Взгляд скользнул по распечатке. Я поднесла к глазам первый лист, затем взяла наугад, из середины – и отложила в сторону. То же самое, но подробнее. Так сказать, беллетристика. Наверно, они там не рассчитывали, что я передам жорику диктофон, и думали просто подкинуть мне распечатку в почтовый ящик. Или как-то по-другому – не важно.
Я гляжу на часы – и понимаю: времени уже нет.
Восемь.
Сейчас должен появиться Игорь.
Улыбка!
Черт, разве это улыбка, дура! Вспомни, чему учили! Лойолу вспомни, у него на такой случай дельный совет есть. Закрой глаза! Ты видишь дорогу, пустую дорогу, вдоль нее деревья, листья только начали желтеть…
Улыбка!
Уже лучше.
Игорь улыбается. В руках – три чайные розы, за спиной – гитара. На миг сердце сжимается болью – гитара! Сесть на диван, в руке – рюмка с ликером…
– Добрый вечер, Игорь! Какие они красивые!
Розы – в ванную, в таз с водой… Есть. Теперь улыбка!
Улыбка!!!
Вводная: пришел гость. Задание: сыграть роль вежливой хозяйки. Ужин, гитара, легкий разговор. Как поняли, сотрудник Стрела?
Сотрудник Стрела все поняла правильно.
Суббота, двадцать первое февраля
Сыграла.
Господи, неужели я еще жива?
Получается, жива. Роль отыграна, гость прощается, сейчас останусь одна…
Нет!
Внезапно понимаю – не смогу. Кинусь на стену, рвану предохранитель браунинга, сойду с ума – или брошусь в черноту ночи искать этих мерзавцев…
Улыбаюсь.
В десятитысячный раз за проклятый вечер.
– Игорь! У меня несколько дурацкое предложение. Сегодня весь день торчала на работе, голова – как у Страшилы Премудрого, иголки лезут. К тому же коньяк… Давно не пила, признаться. Давайте прогуляемся – полчасика, не больше! Погода прямо новогодняя!

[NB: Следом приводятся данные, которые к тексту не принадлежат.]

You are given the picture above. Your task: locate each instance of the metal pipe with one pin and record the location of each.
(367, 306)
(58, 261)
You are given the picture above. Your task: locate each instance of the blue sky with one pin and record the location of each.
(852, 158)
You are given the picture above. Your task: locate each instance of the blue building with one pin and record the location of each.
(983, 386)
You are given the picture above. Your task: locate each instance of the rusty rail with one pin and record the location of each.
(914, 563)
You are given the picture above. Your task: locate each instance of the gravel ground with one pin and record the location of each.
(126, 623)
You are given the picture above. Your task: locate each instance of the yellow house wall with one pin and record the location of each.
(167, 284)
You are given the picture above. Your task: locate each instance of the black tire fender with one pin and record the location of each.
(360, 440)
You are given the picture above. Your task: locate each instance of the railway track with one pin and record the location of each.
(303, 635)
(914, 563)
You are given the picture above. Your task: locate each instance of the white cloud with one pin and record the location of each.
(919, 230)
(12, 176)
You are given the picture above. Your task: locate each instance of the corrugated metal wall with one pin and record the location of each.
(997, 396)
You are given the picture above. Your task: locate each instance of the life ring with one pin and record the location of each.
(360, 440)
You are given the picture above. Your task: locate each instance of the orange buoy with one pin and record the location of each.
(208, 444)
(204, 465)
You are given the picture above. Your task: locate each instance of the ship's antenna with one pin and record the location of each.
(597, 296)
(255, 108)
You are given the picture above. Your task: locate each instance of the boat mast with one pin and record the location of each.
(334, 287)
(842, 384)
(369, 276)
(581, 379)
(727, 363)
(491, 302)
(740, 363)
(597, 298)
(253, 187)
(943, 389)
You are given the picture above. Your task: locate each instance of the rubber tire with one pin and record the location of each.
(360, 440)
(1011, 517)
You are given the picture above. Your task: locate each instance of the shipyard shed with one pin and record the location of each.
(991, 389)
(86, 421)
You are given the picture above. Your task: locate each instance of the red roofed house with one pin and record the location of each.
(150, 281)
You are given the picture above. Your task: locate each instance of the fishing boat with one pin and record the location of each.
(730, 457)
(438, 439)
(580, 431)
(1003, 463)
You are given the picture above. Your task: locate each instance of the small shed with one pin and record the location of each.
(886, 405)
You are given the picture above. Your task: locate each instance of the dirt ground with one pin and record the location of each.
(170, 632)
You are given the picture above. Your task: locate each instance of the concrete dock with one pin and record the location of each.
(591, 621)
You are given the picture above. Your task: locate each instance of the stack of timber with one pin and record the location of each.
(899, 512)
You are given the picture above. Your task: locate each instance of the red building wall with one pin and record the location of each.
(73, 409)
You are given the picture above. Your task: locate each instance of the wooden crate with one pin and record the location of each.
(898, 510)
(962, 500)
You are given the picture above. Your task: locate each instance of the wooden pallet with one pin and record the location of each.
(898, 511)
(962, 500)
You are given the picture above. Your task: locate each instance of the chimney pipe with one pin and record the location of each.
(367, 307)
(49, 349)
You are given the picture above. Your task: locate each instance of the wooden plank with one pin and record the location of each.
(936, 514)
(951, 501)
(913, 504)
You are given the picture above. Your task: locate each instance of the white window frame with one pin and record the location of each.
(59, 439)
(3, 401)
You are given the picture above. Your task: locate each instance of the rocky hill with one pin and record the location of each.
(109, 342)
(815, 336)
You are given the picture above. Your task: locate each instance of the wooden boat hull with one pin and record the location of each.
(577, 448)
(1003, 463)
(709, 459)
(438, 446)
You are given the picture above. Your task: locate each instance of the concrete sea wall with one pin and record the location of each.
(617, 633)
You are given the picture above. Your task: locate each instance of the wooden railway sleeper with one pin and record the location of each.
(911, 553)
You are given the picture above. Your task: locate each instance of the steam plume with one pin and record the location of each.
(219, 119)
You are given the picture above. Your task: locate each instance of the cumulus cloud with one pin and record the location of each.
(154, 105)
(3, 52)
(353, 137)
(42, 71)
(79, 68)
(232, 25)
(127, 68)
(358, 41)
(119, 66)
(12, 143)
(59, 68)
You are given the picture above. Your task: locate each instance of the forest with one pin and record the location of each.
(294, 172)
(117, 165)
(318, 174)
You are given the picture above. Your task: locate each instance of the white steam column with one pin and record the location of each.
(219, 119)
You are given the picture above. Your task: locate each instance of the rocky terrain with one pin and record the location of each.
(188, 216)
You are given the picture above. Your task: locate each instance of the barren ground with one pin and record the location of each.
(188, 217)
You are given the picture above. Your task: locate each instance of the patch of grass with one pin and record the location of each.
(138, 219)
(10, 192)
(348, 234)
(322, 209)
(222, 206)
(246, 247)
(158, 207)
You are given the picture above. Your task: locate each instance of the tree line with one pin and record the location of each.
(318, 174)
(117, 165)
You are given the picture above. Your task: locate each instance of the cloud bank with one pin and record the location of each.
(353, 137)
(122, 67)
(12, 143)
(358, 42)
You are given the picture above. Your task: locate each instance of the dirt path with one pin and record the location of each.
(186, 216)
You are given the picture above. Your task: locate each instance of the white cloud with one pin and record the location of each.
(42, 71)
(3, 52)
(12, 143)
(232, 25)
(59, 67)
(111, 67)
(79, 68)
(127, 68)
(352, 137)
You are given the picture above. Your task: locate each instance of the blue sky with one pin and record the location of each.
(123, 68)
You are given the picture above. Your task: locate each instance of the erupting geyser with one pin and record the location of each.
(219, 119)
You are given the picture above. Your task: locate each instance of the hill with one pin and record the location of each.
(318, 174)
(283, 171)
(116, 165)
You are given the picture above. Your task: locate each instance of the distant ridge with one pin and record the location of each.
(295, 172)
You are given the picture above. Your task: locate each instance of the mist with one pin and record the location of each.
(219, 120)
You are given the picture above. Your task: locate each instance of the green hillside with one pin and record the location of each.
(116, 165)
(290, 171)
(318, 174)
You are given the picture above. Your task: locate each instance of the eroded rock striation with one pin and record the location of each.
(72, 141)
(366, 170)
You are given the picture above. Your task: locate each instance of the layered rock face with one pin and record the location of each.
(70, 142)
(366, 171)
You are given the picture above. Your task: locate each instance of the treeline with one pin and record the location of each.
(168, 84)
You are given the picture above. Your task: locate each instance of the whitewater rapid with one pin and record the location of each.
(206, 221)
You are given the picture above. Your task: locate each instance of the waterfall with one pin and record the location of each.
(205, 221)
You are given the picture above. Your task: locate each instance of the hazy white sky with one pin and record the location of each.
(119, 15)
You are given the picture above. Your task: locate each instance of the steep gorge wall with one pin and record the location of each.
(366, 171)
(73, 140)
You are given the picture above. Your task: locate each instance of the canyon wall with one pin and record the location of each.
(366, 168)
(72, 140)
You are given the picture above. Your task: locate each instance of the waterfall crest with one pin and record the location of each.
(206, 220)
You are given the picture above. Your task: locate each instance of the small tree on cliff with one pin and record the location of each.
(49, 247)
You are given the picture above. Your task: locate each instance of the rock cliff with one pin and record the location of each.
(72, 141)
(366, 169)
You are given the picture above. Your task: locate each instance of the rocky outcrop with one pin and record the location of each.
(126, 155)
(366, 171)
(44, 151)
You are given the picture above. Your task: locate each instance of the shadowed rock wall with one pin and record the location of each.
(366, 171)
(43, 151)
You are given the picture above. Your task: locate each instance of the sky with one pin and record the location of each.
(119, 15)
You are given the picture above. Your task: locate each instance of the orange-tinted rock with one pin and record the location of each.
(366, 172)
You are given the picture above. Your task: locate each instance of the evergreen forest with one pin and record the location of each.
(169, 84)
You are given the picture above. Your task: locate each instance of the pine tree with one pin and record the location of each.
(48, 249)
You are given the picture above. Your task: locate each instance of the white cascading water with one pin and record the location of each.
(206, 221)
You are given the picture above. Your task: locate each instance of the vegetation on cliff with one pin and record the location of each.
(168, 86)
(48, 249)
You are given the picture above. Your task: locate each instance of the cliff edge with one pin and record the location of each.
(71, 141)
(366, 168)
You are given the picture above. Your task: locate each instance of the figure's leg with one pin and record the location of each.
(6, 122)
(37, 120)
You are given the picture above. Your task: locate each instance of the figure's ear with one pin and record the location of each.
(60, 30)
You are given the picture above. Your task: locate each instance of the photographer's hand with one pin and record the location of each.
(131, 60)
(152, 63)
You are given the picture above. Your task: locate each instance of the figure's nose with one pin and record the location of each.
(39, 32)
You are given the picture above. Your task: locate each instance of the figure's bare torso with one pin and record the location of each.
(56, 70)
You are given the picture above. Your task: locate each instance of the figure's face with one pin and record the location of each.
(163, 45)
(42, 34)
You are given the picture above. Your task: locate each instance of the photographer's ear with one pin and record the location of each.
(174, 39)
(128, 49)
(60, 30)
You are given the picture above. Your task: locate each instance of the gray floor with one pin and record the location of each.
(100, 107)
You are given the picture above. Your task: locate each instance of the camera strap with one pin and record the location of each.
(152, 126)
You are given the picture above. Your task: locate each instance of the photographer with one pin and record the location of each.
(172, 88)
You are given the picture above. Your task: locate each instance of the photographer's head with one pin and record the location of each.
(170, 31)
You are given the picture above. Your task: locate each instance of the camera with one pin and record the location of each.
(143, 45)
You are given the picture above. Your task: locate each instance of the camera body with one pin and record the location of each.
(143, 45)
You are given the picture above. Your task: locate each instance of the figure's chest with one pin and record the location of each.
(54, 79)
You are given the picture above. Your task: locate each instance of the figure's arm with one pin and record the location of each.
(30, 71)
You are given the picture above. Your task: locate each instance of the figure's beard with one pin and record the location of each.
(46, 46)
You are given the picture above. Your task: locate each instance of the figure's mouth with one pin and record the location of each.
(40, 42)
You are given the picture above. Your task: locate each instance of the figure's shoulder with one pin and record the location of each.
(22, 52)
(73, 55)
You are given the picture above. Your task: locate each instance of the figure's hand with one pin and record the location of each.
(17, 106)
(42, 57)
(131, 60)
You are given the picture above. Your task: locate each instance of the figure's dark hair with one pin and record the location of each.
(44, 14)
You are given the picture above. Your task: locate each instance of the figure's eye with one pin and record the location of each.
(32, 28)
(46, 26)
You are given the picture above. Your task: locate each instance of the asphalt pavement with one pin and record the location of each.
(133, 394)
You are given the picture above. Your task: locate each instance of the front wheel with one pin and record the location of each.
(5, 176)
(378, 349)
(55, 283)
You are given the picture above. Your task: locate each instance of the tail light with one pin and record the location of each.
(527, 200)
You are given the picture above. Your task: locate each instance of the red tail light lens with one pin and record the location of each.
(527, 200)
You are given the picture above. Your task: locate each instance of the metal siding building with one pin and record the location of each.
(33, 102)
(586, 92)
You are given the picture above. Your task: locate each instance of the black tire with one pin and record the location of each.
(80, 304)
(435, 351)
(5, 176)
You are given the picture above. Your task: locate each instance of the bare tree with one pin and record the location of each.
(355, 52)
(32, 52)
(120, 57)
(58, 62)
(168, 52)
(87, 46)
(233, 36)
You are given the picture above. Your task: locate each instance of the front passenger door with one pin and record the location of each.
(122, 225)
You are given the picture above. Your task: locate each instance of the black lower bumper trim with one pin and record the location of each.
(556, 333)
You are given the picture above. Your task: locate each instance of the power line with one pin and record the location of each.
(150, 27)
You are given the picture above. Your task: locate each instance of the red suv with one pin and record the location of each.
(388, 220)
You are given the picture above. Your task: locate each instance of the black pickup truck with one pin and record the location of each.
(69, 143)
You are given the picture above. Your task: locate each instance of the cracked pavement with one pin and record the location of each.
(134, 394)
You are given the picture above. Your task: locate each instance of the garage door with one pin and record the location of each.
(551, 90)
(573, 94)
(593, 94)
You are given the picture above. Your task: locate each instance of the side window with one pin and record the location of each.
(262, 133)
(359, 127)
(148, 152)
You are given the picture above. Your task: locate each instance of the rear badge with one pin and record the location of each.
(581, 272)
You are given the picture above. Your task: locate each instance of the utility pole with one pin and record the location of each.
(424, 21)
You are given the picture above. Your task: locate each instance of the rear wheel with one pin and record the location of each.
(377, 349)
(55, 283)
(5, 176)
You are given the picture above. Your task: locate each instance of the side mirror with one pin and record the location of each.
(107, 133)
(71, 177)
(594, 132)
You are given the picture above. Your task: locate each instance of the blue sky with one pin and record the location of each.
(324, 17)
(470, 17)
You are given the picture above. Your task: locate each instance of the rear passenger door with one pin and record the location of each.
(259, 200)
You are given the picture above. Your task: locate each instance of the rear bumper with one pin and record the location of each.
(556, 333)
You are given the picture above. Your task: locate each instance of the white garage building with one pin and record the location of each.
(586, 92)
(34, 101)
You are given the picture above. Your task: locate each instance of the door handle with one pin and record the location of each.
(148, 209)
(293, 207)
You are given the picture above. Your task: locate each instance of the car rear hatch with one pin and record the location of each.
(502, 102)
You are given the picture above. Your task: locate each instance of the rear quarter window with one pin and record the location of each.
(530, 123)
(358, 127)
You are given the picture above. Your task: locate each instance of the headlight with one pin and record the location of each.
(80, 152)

Он не удивляется. То есть, конечно, удивляется, но виду не подает.
– С удовольствием! Я т-тоже знаете, сегодня слегка переработался. Очки разб-бил…
В очках я его еще не видела. Наверное, минус, но небольшой. Бедняжка сероглазый!
– Очки? Вы, Игорь, что, с кентавром встретились?
– Уг-гадали! И б-был сей китоврас зело страховиден и зраком м-мерзок…
Пальто, шапка, сапоги. Диктофон – в карман пальто. И еще: выкатку фотографии, ту, что сделала утром.
Пистолет? Нет, не надо.
Понадобится – руками на части разорву.
Мы идем по улице – тихой, совершенно пустой, покрытой свежим чистым снегом. Давно заметила: в этом городе улицы пустеют с темнотой, особенно зимой. Каким-то образом Игорь берет меня под руку, и мне становится легче. Он что-то рассказывает, я отвечаю – не слыша себя. Это нетрудно, этому учат. Кажется, я смеюсь. Какая все-таки у него красивая улыбка!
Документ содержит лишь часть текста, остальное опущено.